The right to grow
Sometime ago, I was struck by an unfamiliar image of a brain and its caption said it was that of an infant. It only showed the surface and it was incredibly smooth. This surface is the cerebral cortex, often called the “higher brain” because we humans have larger ones relative to those of other animals. The marbled gray-and-white folds of the infant brain were not as well-defined as in adult brains, the ones more often portrayed in brain models. These “folds” are made up of grooves (“sulci”) and bumps (“gyri”) and they make it possible for our brains to grow and still fit our skulls. “Gray matter” generally contains our brain cells while “white matter” forms the web that makes the brain cells connect. Together, they make up the scaffolding of our brain. I think this is such an amazing fact – that nature in our innermost spaces could be so imaginative in shaping itself to make room for new growth. But do our brains grow the same way, fair and square?

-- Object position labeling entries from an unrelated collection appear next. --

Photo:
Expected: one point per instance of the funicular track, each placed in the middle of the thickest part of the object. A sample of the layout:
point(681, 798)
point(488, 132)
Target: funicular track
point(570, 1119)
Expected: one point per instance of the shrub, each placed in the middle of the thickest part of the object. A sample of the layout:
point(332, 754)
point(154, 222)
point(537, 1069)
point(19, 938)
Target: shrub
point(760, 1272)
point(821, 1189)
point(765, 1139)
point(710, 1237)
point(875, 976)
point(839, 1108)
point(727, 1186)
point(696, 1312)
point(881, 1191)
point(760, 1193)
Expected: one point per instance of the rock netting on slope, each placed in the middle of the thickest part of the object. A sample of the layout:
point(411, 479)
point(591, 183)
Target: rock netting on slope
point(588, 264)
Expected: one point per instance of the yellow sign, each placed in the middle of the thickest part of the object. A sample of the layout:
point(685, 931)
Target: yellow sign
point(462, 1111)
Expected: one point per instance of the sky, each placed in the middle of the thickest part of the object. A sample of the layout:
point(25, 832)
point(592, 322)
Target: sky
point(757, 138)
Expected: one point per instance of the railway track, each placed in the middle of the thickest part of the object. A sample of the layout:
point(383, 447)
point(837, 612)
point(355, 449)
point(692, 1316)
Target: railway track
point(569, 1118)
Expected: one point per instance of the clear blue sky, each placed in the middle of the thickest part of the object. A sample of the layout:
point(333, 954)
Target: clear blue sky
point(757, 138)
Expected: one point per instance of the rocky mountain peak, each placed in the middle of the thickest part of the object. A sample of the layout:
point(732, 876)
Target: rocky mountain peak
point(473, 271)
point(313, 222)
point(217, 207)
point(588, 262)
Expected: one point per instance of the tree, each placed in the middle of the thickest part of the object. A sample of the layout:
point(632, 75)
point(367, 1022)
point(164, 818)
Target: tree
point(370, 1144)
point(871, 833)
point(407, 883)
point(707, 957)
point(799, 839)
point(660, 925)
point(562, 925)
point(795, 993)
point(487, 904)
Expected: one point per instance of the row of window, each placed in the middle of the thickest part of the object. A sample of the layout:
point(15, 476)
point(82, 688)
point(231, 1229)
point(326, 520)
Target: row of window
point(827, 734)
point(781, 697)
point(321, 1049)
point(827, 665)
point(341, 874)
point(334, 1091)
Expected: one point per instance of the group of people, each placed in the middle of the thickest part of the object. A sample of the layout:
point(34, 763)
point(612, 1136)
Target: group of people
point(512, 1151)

“Fair” is a state that nature does not worry about. You don’t need to be a brain scientist to figure out that there are differences in how an infant and adult think. Our brains develop according to what we were born with and the experiences we have. A group of scientists namely Margaret A. Sheridan, Nathan A. Fox, Charles H. Zeanah, Katie A. McLaughlin, and Charles A. Nelson III from several institutions that include the Boston Children’s Hospital and the Harvard Medical School wanted to see if there are differences in the brain structure of children in institutional care and those who have never been institutionalized. More importantly, they wanted to see if an intervention, like the placement of children from an institution to foster care would change their brain structures. Their study entitled “Variation in neural development as a result of exposure to institutionalization early in childhood” was published in the August 2012 issue of the Proceedings of the National Academy of the US.
The researchers studied 79 children from Bucharest, Romania who were part of the Bucharest Early Intervention Project. In summary, the whole brains of institutionalized children (Group A) were smaller compared to those who have never been institutionalized (Group B). Also Group A had both smaller white and gray matter compared to Group B. However, those who were placed in foster care (Group C) had white matter and a corpus callosum (brain part connecting left and right hemispheres) that was comparable to children who were never institutionalized. However, gray matter remained significantly smaller for the institutionalized kids whether they experienced foster care or not.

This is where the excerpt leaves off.